2月22日、猫の日。
商店街のあちこちに、猫の飾りやポスターが並び、猫型のどら焼きや肉球クッキーが店先を彩る。そんな中、ひときわ目を引くのが、和菓子屋「福ねこ堂」の店先にいる、黄色と白の猫の看板だ。
その猫の名は「チャリン」。
ピンクのがま口をぎゅっと抱えた姿で、今日もお店の前にちょこんと座っている。看板にはこう書かれている。

「CASH ONLY」
「お支払い方法は現金のみとなっております」
でも、ただの注意書きじゃない。チャリンのまんまるの目と、ちょっと大きめの顔が、どこか親しみやすくて、思わず笑顔になってしまう。「キャッシュオンリーですにゃ」——そう言っているかのように、チャリンはお客さんを見上げている。
チャリンの魔法
この猫の日、福ねこ堂にはいつもより多くのお客さんが訪れていた。

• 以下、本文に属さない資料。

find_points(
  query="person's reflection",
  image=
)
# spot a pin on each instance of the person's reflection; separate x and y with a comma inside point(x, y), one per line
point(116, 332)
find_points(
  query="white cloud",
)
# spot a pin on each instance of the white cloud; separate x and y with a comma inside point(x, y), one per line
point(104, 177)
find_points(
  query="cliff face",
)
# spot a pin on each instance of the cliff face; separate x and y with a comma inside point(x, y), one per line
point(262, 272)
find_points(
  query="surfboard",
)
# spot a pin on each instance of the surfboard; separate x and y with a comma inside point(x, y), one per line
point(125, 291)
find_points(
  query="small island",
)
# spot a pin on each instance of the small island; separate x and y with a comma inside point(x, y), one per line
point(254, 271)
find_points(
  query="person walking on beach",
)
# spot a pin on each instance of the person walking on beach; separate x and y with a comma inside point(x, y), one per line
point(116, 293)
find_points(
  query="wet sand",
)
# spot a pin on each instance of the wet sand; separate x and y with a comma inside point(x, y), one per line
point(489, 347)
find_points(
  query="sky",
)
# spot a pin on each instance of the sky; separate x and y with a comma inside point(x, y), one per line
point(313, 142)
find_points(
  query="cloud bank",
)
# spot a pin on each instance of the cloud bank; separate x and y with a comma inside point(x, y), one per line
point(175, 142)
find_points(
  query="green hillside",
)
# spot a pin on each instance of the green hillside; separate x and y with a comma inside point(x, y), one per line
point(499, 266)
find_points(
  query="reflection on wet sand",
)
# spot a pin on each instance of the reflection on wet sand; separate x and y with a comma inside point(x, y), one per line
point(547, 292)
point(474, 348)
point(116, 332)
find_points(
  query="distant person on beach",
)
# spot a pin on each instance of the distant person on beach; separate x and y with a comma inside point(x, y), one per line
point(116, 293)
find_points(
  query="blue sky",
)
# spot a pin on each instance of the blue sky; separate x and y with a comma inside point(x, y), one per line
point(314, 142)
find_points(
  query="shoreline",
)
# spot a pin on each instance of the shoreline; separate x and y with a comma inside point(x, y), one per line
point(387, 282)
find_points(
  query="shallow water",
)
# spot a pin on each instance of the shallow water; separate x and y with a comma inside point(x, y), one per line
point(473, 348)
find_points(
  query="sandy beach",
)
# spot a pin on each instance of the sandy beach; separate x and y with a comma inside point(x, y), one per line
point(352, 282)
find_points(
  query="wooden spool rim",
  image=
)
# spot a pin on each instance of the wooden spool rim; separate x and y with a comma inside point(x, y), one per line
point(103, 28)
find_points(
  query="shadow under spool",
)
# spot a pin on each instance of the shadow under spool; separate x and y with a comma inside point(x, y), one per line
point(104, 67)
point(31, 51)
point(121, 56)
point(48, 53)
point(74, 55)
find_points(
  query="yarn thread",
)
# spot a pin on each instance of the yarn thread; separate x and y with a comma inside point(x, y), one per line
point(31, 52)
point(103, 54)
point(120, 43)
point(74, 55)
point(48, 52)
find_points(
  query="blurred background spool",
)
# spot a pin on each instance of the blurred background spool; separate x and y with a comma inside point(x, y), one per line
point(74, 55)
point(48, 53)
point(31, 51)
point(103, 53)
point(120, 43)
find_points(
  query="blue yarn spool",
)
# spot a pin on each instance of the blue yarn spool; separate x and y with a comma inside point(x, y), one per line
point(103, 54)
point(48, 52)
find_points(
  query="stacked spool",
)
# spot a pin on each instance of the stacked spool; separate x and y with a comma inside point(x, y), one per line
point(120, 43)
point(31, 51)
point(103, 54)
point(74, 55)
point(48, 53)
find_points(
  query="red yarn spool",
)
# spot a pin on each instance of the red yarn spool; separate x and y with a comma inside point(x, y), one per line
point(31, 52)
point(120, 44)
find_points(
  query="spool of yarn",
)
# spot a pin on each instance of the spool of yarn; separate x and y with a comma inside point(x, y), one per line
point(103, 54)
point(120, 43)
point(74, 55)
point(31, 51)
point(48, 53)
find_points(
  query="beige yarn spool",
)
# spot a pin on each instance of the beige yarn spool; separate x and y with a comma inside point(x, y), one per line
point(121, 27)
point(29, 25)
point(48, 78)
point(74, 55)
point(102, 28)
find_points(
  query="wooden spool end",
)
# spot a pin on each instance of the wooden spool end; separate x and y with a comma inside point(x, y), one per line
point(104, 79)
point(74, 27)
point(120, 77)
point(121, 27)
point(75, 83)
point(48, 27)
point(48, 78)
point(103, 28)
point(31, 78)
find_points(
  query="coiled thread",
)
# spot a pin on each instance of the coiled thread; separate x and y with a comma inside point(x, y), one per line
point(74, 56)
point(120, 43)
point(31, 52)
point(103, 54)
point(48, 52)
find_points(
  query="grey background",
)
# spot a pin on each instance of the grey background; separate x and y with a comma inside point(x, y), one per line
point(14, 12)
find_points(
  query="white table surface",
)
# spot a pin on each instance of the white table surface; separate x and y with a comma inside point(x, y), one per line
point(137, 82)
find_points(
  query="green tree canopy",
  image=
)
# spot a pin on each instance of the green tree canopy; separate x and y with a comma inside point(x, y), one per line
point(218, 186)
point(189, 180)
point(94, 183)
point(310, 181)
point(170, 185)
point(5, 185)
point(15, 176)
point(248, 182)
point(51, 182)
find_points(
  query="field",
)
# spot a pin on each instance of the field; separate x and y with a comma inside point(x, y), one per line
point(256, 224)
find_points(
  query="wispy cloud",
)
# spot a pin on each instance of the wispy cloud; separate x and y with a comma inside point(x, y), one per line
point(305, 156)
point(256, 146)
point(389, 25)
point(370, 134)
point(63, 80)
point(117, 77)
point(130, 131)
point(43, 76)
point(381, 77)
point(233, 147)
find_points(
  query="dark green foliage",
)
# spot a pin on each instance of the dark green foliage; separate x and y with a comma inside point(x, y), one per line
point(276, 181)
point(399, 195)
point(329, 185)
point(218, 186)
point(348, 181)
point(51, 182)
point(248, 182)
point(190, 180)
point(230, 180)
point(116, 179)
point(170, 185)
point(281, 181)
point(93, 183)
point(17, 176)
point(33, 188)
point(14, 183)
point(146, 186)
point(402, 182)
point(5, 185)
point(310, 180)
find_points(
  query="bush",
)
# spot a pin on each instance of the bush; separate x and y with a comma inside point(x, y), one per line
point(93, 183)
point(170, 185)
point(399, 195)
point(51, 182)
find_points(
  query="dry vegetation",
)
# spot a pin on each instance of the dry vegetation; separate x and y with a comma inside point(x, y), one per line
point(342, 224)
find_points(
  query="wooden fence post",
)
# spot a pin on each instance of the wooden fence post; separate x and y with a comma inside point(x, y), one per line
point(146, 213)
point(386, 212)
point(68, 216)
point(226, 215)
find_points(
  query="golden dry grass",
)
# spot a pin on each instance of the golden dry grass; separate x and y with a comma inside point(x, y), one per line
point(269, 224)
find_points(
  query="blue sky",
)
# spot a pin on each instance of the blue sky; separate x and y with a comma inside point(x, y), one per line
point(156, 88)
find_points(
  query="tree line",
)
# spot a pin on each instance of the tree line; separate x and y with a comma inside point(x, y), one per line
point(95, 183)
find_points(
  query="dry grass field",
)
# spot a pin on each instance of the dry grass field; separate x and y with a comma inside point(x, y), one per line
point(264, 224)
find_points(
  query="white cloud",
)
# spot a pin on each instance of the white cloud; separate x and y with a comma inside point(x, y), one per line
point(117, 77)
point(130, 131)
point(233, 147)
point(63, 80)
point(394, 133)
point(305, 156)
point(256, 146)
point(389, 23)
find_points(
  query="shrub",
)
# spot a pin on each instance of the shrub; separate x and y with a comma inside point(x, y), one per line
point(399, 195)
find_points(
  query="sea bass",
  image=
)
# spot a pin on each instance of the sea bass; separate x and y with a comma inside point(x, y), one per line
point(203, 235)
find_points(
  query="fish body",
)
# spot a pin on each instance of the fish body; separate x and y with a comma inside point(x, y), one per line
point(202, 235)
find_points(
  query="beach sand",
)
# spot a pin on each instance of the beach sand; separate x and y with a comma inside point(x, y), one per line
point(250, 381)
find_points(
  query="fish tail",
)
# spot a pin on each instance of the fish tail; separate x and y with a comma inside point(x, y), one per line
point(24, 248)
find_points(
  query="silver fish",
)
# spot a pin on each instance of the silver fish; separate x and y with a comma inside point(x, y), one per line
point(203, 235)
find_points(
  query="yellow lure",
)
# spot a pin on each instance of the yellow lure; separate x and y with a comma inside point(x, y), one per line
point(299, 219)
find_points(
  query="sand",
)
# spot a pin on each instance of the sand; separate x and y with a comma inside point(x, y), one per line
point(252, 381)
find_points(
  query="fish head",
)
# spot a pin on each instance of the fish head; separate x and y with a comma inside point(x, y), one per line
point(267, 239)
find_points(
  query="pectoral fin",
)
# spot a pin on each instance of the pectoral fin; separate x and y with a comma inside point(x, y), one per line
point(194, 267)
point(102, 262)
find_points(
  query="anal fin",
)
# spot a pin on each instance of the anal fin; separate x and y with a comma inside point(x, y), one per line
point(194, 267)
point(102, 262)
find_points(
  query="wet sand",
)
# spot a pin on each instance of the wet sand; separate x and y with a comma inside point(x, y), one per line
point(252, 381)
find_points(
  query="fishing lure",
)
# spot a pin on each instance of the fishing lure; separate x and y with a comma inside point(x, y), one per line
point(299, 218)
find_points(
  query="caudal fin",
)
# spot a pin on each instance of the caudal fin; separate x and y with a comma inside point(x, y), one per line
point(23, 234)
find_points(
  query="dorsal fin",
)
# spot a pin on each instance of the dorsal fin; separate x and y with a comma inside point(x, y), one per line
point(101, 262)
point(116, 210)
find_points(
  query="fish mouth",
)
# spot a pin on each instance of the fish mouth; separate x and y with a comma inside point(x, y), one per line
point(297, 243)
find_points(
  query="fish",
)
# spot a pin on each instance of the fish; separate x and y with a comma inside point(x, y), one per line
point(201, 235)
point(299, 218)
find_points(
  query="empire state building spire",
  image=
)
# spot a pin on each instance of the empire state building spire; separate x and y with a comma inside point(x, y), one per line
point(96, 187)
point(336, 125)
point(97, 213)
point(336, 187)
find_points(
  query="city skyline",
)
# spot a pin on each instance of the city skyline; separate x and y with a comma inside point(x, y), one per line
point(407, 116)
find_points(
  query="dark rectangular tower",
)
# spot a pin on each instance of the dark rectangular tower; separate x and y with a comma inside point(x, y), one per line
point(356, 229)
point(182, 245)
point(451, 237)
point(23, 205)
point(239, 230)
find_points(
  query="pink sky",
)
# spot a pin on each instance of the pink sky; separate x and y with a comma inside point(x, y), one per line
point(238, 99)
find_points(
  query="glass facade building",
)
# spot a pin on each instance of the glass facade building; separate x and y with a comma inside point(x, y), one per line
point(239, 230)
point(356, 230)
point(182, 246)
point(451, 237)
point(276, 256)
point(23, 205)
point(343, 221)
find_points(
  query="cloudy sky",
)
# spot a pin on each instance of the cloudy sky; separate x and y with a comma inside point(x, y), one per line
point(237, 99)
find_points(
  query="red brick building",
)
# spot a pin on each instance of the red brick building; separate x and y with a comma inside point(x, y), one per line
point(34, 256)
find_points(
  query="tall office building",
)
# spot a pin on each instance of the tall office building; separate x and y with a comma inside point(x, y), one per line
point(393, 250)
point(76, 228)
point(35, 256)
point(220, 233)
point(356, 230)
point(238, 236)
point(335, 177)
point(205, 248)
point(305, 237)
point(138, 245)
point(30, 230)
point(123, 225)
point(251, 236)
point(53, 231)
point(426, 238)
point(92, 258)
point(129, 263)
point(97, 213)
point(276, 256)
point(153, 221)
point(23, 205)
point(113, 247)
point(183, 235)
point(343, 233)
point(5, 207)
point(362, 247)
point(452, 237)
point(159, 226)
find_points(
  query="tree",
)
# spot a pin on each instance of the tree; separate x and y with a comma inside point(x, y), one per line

猫型の練り切りを買いに来た親子、猫好きのカメラマン、そして、スマホ決済しか使わない若者。
「えっ、現金だけ…?」
財布を持っていなかったその若者は、困った顔で立ち尽くす。すると、チャリンの看板が目に入った。
「にゃーん」
もちろん、看板はしゃべらない。でもそのとき、若者はふと気づいた。近くのベンチに座っていたおばあさんが、にこにこと言った。
「この子、チャリンっていうのよ。がま口を持ってるでしょ?忘れ物を思い出させてくれる猫なのよ」
若者は笑って頭をかき、近くのATMへと走っていった。